Lors de la diffusion des vidéos, chaque personne pourra quitter la salle d’audience si elle le souhaite. Photo Libre / Unsplash
Les plaies sont toujours vives. Il y a six ans, le massacre perpétré par Mohamed Lahouaiej Bouhlel le 14 juillet 2016, sur la promenade des Anglais, à Nice, a causé la mort de 86 personnes et fait 400 blessés. Le procès, débuté le 2 septembre, se poursuit avec un choix fort de la part de la Cour. Les vidéos du parcours sanglant du camion mises à disposition par les caméras de vidéosurveillance vont être visionnées à l’audience, jeudi 15 septembre.
Quatre minutes et dix-sept secondes d’horreur durant lesquelles les victimes pleurent, crient, ou agonisent. Au terme d’une semaine de débats mouvementés, Laurent Raviot, président de la cour d’assises spéciale de Paris, a finalement tranché en faveur d’un groupe de parties civiles favorable à cette requête. « Il est essentiel de confronter les accusés aux conséquences de leurs actes. C’est une étape importante dans leur reconstruction, les victimes vont pouvoir faire entendre leur voix, exprimer leur douleur face aux accusés », plaide dans Libération Me Virginie Le Roy, une des deux avocates de l’association Promenade des Anges.
La position de l’avocate n’est toutefois pas partagée par toutes les parties civiles. Des victimes continuent de se constituer parties civiles. Leur multiplication entraîne une mosaïque de ressentis contradictoires, tantôt hostiles, tantôt favorables à la diffusion des vidéos. Si des voix s’élèvent pour affirmer que les images ne participeraient en rien à la manifestation de la vérité, Me Emmanuelle Haziza, avocate pénaliste au barreau de Lyon, tient un discours plus nuancé : « Bien que l’effroi chez les proches des victimes soit considérable, on a des vidéos qui sont des éléments de preuve. Le choix de la cour d’assises donne la coloration au dossier qui possède un intérêt national. »

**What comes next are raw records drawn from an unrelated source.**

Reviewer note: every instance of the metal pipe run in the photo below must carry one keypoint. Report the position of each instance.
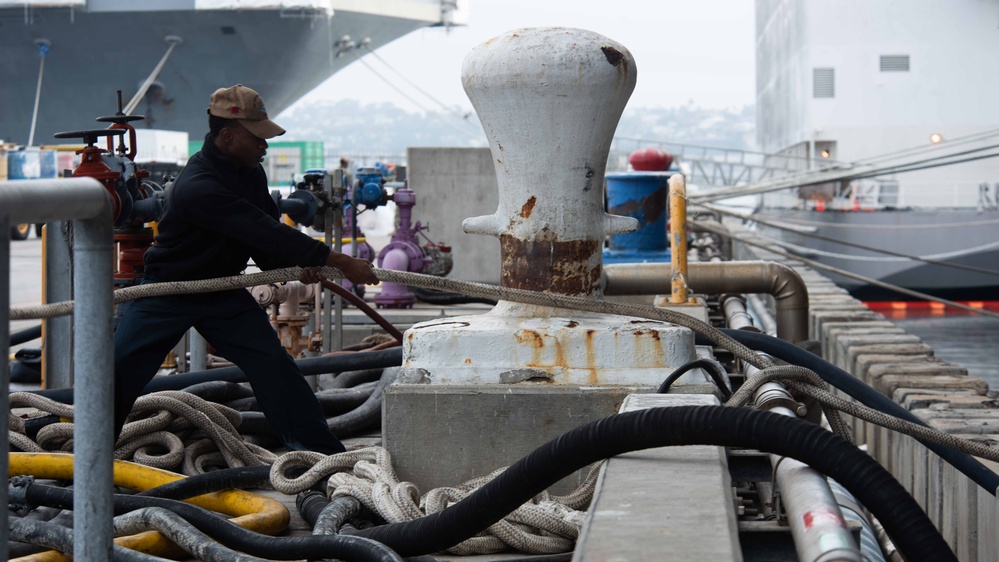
(86, 202)
(736, 316)
(776, 279)
(817, 524)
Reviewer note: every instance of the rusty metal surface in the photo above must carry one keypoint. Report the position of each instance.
(570, 268)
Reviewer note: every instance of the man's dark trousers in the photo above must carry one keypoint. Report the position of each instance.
(239, 330)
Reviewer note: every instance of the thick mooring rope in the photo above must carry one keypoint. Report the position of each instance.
(170, 430)
(546, 525)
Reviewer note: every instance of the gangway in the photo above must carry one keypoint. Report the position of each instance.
(720, 167)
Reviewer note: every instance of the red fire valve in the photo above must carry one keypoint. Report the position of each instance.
(650, 160)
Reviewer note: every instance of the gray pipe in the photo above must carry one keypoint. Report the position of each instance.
(58, 288)
(199, 351)
(776, 279)
(817, 523)
(86, 202)
(736, 316)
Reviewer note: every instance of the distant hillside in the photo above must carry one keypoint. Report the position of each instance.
(384, 130)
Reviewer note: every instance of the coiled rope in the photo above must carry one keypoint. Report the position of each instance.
(493, 292)
(546, 525)
(171, 430)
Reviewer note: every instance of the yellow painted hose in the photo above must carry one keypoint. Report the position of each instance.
(678, 247)
(251, 511)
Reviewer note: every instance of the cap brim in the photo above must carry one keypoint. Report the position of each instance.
(264, 129)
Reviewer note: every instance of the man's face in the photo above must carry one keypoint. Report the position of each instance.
(244, 147)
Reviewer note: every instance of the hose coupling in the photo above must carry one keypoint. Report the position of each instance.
(17, 494)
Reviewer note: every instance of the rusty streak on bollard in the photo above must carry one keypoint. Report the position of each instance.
(678, 229)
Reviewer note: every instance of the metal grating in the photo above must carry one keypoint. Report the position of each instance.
(894, 63)
(823, 82)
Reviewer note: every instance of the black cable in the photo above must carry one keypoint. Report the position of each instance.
(858, 390)
(391, 357)
(26, 335)
(57, 537)
(444, 298)
(711, 367)
(366, 415)
(231, 535)
(908, 526)
(219, 391)
(242, 477)
(310, 504)
(350, 379)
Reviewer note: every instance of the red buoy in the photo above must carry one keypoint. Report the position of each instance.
(650, 160)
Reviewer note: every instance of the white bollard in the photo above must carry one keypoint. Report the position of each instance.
(549, 100)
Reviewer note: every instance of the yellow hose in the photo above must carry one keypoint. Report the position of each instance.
(252, 511)
(678, 247)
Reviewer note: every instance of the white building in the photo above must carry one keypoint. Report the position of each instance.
(849, 80)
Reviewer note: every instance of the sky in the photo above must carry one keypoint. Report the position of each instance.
(686, 51)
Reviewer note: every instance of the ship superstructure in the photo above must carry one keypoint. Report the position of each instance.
(864, 84)
(91, 48)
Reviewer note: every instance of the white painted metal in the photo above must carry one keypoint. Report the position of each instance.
(549, 100)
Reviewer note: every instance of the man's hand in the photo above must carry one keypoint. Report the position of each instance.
(356, 270)
(310, 275)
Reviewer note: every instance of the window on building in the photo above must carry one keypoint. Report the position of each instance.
(894, 63)
(823, 82)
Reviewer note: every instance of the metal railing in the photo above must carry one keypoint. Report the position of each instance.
(86, 203)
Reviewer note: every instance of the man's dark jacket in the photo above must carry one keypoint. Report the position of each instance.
(218, 216)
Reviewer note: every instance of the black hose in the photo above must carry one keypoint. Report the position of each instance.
(863, 393)
(366, 415)
(219, 391)
(242, 477)
(33, 425)
(334, 401)
(431, 296)
(232, 535)
(710, 366)
(350, 379)
(391, 357)
(326, 517)
(903, 519)
(340, 510)
(310, 503)
(57, 537)
(26, 335)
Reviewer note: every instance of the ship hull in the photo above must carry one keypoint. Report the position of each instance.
(281, 55)
(966, 237)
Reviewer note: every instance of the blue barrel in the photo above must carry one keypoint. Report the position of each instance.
(641, 195)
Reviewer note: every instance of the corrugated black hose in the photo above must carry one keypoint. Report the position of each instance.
(910, 529)
(326, 516)
(350, 379)
(383, 358)
(219, 391)
(229, 534)
(334, 401)
(58, 537)
(241, 477)
(712, 369)
(366, 415)
(863, 393)
(26, 335)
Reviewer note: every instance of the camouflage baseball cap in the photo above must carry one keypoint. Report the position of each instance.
(245, 104)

La diffusion de ces vidéos suscite la réticence des avocats de la défense, qui craignent une confusion de la responsabilité pénale du terroriste avec celle des accusés. Aucun des huit mis en cause n’est jugé pour complicité, faute de preuves. Trois d’entre eux comparaissent pour « association de malfaiteurs terroriste criminelle », un crime passible de 20 ans de réclusion criminelle. Toute la complexité de l’audience réside dans le fait que l’auteur de l’attentat ne soit pas jugé, les forces de l’ordre l’ayant abattu à l’issue de son crime. Un cas similaire à celui du procès de Charlie Hebdo où les frères Kouachi avaient été abattus par le GIGN.
« Ma principale réserve porte sur les jurés, auront-ils assez de distance face aux événements ? Il y a un risque de faire peser des culpabilités qui sont celles du terroriste et non celles des personnes à la barre », craint Me Emmanuelle Haziza. La diffusion de vidéos lors d’audiences judiciaires s’avère néanmoins de plus en plus fréquente dans le droit commun. « Dans les cas de violences conjugales, c’est une pratique assez répandue. Des témoins ou la victime filment la scène avec leur téléphone. Il s’agit d’un moyen de preuve plutôt fiable et efficace », poursuit-elle. L’écueil « du voyeurisme et du sensationnalisme », évoqué sur France 24 la semaine dernière par Laurent Raviot, reste une dérive dont il faut s’affranchir. L’audience du jour marque une nouvelle étape d’un marathon judiciaire qui ne s’achèvera que dans 54 jours.